Rule Review & Insights
Defensive Holding and Slingshot Rule Review
Study the rule language, judgment keys, enforcement notes, and common officiating mistakes.
Rule Foundation
What to know
9-3-4-D: Defensive holdingDefensive holding is about restriction.
The slingshot technique is a common missed indicator when a defender grabs and uses the receiver to pull himself back into the play.
Defensive players may not use hands and arms to tackle, hold or otherwise illegally obstruct an opponent other than a runner.
Training Takeaway
Do not just see contact. See whether the defender restricted the receiver (took a step away, arm grab, shoulder dip/pull down) redirected, or got himself back in position illegally.
Judgment Keys
Look for these first
- Use the two-step process: identify restriction, then judge material effect.

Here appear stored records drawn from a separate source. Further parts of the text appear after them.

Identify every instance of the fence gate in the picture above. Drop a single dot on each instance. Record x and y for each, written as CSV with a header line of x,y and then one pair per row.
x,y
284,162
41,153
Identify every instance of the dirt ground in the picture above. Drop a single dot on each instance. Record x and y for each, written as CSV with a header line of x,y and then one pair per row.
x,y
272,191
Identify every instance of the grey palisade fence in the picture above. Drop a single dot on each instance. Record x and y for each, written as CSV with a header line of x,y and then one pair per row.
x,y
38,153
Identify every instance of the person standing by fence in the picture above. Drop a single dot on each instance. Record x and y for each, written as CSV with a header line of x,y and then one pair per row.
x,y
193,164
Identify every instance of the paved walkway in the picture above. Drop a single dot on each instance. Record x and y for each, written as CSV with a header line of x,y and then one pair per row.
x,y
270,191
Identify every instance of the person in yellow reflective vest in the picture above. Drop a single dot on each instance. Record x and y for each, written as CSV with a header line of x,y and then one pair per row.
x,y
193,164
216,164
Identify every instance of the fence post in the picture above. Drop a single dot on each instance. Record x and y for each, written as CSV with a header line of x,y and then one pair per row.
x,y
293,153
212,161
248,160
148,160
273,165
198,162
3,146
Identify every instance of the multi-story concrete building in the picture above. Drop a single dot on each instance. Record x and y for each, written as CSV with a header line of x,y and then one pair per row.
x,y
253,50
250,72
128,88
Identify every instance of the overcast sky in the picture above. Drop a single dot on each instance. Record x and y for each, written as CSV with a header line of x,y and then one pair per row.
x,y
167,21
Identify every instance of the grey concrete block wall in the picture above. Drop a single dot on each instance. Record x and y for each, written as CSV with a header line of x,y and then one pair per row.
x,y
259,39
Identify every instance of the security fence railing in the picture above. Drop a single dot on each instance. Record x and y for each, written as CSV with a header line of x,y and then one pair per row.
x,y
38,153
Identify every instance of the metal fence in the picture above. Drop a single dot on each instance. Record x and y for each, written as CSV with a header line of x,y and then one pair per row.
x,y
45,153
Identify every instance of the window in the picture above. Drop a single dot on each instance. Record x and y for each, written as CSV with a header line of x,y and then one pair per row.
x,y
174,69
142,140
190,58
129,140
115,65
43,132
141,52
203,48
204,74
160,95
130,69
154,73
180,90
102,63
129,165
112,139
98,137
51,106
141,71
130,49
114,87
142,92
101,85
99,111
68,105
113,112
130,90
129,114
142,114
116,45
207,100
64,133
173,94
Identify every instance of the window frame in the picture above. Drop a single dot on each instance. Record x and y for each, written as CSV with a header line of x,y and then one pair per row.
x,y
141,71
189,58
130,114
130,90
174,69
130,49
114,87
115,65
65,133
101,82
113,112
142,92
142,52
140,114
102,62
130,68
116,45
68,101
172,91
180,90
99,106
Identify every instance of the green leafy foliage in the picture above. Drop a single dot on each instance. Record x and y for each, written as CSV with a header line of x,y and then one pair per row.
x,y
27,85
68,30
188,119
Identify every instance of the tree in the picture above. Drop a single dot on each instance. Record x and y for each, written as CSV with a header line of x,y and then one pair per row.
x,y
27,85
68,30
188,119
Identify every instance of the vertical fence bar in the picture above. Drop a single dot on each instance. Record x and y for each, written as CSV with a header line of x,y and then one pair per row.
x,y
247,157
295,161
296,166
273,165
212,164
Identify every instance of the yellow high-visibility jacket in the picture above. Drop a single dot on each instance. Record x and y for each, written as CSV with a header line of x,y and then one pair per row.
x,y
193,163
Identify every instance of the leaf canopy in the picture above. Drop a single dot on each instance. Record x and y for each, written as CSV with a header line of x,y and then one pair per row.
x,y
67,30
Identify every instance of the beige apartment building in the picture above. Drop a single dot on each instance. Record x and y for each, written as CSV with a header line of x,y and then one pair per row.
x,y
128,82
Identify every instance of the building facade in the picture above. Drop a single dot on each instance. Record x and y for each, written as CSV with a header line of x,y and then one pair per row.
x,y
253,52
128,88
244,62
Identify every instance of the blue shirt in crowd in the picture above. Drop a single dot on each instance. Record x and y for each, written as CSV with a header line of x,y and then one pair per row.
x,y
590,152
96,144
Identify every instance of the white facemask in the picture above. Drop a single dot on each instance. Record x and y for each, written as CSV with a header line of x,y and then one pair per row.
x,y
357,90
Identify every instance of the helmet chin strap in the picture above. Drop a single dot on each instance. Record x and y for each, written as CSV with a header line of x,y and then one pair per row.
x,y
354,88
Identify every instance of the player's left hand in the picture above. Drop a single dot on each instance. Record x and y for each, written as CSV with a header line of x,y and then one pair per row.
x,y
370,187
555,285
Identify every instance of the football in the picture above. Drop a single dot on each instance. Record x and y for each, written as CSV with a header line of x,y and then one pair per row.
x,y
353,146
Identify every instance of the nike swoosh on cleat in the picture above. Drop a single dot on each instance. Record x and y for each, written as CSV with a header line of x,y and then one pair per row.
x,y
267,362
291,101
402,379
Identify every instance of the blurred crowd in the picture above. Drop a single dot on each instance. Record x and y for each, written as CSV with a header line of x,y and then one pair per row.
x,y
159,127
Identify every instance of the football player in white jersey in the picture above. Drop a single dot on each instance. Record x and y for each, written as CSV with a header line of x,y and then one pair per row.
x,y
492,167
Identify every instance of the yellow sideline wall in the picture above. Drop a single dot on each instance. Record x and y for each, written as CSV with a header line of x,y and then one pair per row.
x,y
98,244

- Watch for grabbing, turning, hooking, or pulling that changes the route.
- Identify slingshot action that brings the defender back into position. This is common when the defender is out of position, flat footed or realizes he is beat just after the receiver makes his break on the route.
- Separate legal contact from restriction that affects timing or route progress.
Common Misses
What officials miss
- Only looking for jersey stretch and missing route restriction.
- Not having the eyes focused on the players hands and missing the slingshot because the defender recovers quickly.
- Calling contact that does not materially restrict the receiver.
Enforcement
After the flag
Confirm defensive restriction and report the foul with the correct player number and status. Defensive holding is an automatic first down for Team A.